We report on a quantitative study of small molecule binding kinetics on protein microarrays with plasmonic-based electrochemical impedance microscopy (P-EIM). P-EIM measures electrical impedance optically with high spatial resolution by converting a surface charge change to a surface plasmon resonance (SPR) image intensity change, and the signal is not scaled to the mass of the analyte. Using P-EIM, we measured binding kinetics and affinity between small molecule drugs (imatinib and SB202190) and their target proteins (kinases Abl1 and p38-α). The measured affinity values are consistent with reported values measured by an indirect competitive binding assay. We also found that SB202190 has weak bindings to ABL1 with KD > 10 μM, which is not reported in the literature. Furthermore, we found that P-EIM is less prone to nonspecific binding, a long-standing issue in SPR. Our results show that P-EIM is a novel method for high-throughput measurement of small molecule binding kinetics and affinity, whichis critical to the understanding of small molecules in biologicalsystems and discovery of small molecule drugs.

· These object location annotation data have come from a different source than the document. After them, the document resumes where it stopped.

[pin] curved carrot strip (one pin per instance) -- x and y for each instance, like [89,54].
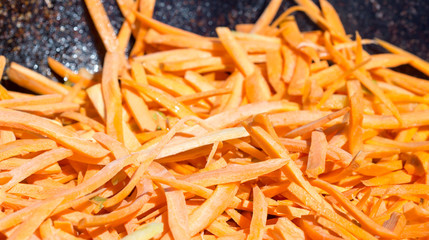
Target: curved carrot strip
[32,123]
[366,221]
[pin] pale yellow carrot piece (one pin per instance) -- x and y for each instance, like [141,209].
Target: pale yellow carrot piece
[49,108]
[162,98]
[317,154]
[416,62]
[397,177]
[316,124]
[66,73]
[256,87]
[212,208]
[84,119]
[43,160]
[332,18]
[102,24]
[139,109]
[235,51]
[366,222]
[112,96]
[30,225]
[161,27]
[362,78]
[387,60]
[33,81]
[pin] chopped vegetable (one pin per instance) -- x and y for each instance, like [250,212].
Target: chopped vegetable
[267,132]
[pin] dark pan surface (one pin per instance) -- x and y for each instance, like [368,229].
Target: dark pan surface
[32,30]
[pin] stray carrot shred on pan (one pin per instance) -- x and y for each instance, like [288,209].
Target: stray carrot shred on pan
[266,132]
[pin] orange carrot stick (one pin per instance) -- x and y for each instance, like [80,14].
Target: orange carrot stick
[102,24]
[30,225]
[267,16]
[28,122]
[259,216]
[366,222]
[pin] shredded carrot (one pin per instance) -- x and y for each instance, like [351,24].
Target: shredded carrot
[267,132]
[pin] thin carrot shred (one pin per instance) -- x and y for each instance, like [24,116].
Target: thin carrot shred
[269,132]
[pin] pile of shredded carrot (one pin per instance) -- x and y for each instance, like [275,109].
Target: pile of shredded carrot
[264,132]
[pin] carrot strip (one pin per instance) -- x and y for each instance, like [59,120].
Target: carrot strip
[300,193]
[115,217]
[24,146]
[30,225]
[386,61]
[232,173]
[397,177]
[354,90]
[335,228]
[317,154]
[48,109]
[41,161]
[313,230]
[161,27]
[33,81]
[66,73]
[285,229]
[363,79]
[34,100]
[84,119]
[102,24]
[316,124]
[416,62]
[256,87]
[162,98]
[212,207]
[176,209]
[112,96]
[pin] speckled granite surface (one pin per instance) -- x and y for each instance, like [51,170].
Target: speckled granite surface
[32,30]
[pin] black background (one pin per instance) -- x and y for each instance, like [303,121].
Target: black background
[32,30]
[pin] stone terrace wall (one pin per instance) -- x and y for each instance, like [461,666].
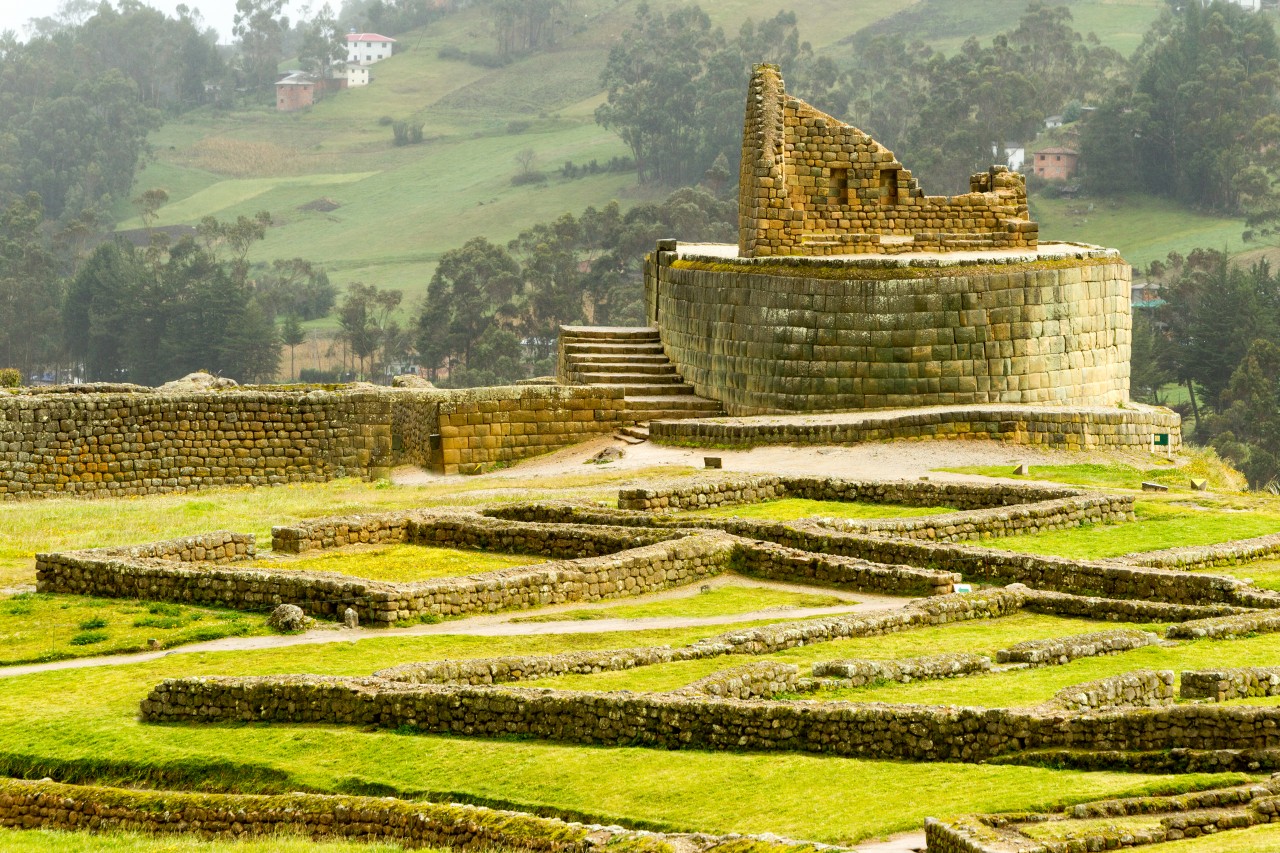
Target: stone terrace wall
[638,570]
[739,488]
[54,806]
[123,443]
[1075,428]
[775,340]
[869,730]
[1221,685]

机译:我们报告了基于等离激元的电化学阻抗显微镜(P-EIM)的蛋白质微阵列上的小分子结合动力学的定量研究。 P-EIM通过将表面电荷变化转换为表面等离振子共振(SPR)图像强度变化,从而以高空间分辨率光学测量电阻抗,并且信号未按比例缩放到分析物的质量。使用P-EIM,我们测量了小分子药物(伊马替尼和SB202190)与其靶蛋白(激酶Abl1和p38-α)之间的结合动力学和亲和力。测得的亲和力值与通过间接竞争结合测定法测得的报道值一致。我们还发现SB202190与KBL> 10μM的ABL1结合较弱,这在文献中未见报道。此外,我们发现P-EIM不易发生非特异性结合,这是SPR中长期存在的问题。我们的结果表明,P-EIM是一种用于小分子结合动力学和亲和力的高通量测量的新方法,对于了解生物中的小分子至关重要系统和小分子药物的发现。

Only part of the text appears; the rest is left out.